My good friend Diane has just passed her PhD so big congratulations are in order.
She was exploring a new way of looking at ageing and older people in our churches and the central thread is that 'old is beautiful'. Challenging the myth of the body perfect and the quest for perpetual youth, she has become a champion for the older people in her church, and more widely for older people in all churches. I wouldn't claim to understand half of what she's written, it's far too clever for me, but I am thrilled that she has passed and that her unique and precious contribution to Baptist (and wider Christian) life is recognised.
My post title echoes the Adrian Snell work of 1993 which explored issues around a child born with disability, a work which I recall as being quite significant in making me think through how we define beauty and worth, success and fulfilment. Since then I have beocme aware of theologies of, and emerging from, disability.

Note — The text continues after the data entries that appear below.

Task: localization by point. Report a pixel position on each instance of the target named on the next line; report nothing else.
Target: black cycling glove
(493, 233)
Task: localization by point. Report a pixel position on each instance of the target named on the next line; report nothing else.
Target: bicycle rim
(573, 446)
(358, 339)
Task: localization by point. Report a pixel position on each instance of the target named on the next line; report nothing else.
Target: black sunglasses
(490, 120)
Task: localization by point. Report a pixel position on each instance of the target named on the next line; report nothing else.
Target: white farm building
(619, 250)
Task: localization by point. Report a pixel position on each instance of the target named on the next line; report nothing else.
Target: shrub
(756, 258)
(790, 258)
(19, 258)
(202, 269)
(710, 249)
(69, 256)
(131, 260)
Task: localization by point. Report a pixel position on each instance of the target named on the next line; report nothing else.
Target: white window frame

My own experiences over the last few months have embodied questions and explorations of beauty, of worth, of meaning - something none of us ever thinks will happen to us. Apart from discovering I actually looked good with no hair (not that I intend to repeat the experiment!) I learned first hand what it was to be stared at or avoided because I looked 'different'. I have learned to love my scars, to embrace the brokenness and to understand more fully that beauty has little to do with physical perfection and everything to do with inner perception. I think I am a little more appreciative of what I am able to do, a little more gentle in my expectations of myself, and far more conscious of the finitude and frailty of human life. The flip side is I am less tolerant of trivia made large, grudge-bearing and feuding. Life is beautiful and precious, not to be wasted in bitterness and ugly attitudes or actions.
I am contemplating calling myself Robyn for the next few weeks due to the effect the radiation is already having on part of my anatomy, but even in that thought is, I guess, a humour that accepts and embraces the changes that are occuring.
Learning to love ourselves, as we are, in our imperfections, that's part of what Diane is about in her ministry, and I rejoice that she is a Revd Dr.
Comments
Well done Diane - pl;ease pass on my congratulations to her.
Wht a wonderfuilly encouraging post for an almost-65-year-old two-times cancer sufferer to read, Catriona! To be honest, if you take away the older members of most churches, there'd be precious few people left in the pews, but we do seem to be invisble much of the time.
On the subject of reddening skin, I found Acqueous Cream invaluable. You can get it in big tubs at Boots and use it lavishly. It's cooling and non-irritating and helps to stop the feeling of getting sun-burned.
J - will do, though she passes this way occasionally and may spot you wishes anyway.
P - in previous church I was the youngest (and still would be if I was there)... take away the older people and that church wouldn't exist. Thanks for the tip, my hospital say they supply aqueous cream if the burning gets bad - so far it's just a bit of heat and slight reddening (what they call in the trade erythema; I know this I wrote introductory training manuals for the RN on biological effects of radiation a very long time ago!) Might get some cream from Boots anyway to add to my apothecary-shop bathroom.